Uploading data
You can perform a one-time document upload from your local file system at any time to add data to a project.
You can upload up to 200 files at a time.
To process document sets that are larger than 200 files, you can add them to an external data source and use a data source crawler to upload them. For IBM Cloud Pak for Data deployments, you can use a Local File System data source for this purpose.
For more information about the maximum size allowed for each file, see Document limits.
Before you upload a CSV file to a Content Mining project, consider adding headers to the source file so that any fields that are generated from the file have meaningful names. Without headers, fields are given generic names, such as column_0
,
column_1
, and so on.
To upload data, complete the following steps:
-
Open your project, go to the Manage collections page, and then click New collection.
-
Do the following based on your deployement type:
IBM Cloud Pak for Data
-
Choose Upload data as your data source and then click Next.
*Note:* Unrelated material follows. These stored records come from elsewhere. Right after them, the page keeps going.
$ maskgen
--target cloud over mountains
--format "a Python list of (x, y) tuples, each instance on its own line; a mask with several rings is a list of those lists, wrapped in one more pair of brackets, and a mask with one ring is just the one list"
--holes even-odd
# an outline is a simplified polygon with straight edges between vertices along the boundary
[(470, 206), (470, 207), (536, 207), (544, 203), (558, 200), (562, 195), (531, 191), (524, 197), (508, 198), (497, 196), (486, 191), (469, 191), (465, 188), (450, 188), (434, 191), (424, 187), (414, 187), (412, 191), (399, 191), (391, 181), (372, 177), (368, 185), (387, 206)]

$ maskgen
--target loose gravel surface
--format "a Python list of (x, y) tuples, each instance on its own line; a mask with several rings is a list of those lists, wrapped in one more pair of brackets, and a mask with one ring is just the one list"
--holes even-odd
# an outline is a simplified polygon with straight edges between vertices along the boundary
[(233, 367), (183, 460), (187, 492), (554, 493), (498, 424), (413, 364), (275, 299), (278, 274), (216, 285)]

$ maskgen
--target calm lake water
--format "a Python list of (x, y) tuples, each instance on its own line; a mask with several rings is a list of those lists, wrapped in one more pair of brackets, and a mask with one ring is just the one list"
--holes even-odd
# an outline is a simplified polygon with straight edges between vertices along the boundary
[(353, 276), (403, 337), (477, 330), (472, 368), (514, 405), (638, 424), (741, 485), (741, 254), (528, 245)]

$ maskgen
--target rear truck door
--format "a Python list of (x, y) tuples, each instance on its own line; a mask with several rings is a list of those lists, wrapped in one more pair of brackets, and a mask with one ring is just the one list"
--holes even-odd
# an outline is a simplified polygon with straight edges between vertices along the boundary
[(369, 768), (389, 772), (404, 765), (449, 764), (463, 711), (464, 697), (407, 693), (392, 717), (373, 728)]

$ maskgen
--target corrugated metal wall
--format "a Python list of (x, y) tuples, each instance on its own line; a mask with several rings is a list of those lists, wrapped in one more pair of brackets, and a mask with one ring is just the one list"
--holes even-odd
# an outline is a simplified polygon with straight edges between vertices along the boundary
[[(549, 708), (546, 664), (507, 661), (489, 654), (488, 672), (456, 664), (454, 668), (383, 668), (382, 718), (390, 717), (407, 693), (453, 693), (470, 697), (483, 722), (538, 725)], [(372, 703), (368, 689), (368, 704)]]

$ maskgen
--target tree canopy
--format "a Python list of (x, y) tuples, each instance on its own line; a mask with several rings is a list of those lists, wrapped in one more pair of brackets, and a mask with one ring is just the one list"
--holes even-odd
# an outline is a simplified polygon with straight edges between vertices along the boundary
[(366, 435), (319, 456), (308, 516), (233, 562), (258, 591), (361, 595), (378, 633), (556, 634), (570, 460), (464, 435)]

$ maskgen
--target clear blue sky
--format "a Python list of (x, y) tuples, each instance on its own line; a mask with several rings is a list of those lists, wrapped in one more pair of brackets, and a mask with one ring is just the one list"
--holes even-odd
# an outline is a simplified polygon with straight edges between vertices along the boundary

You can also connect to a different data source instead of uploading data such as reusing data from a collection or crawling an external data source. For more information, see Reusing data from a collection and Overview of Cloud Pak for Data data sources.
-
Name the collection. If the language of the documents in storage is not English, select the appropriate language. For a list of supported languages, see Language support.
-
Optionally, click More processing settings to expand the menu. You can select the following settings:
-
Set Apply optical character recognition (OCR) switcher to On to enable OCR.
When OCR is enabled and your documents contain images, processing takes longer. For more information, see Optical character recognition.
-
Set Use stemming instead of lemmatization when indexing switcher to On to use stemming instead of lemmatization to normalize words in the index and queries. For more information, see Enabling stemming for uncurated data.
-
-
Click Next
-
Upload data by browsing for the files you want to crawl.
You can drag documents that you want to add to your collection.
For more information about supported file types, see Supported file types.
-
Click Finish.
IBM Cloud
-
Name the collection. If the language of the documents in storage is not English, select the appropriate language. For a list of supported languages, see Language support.
-
Upload data by browsing for the files you want to add.
You can drag documents that you want to add to your collection.
For more information about supported file types, see Supported file types.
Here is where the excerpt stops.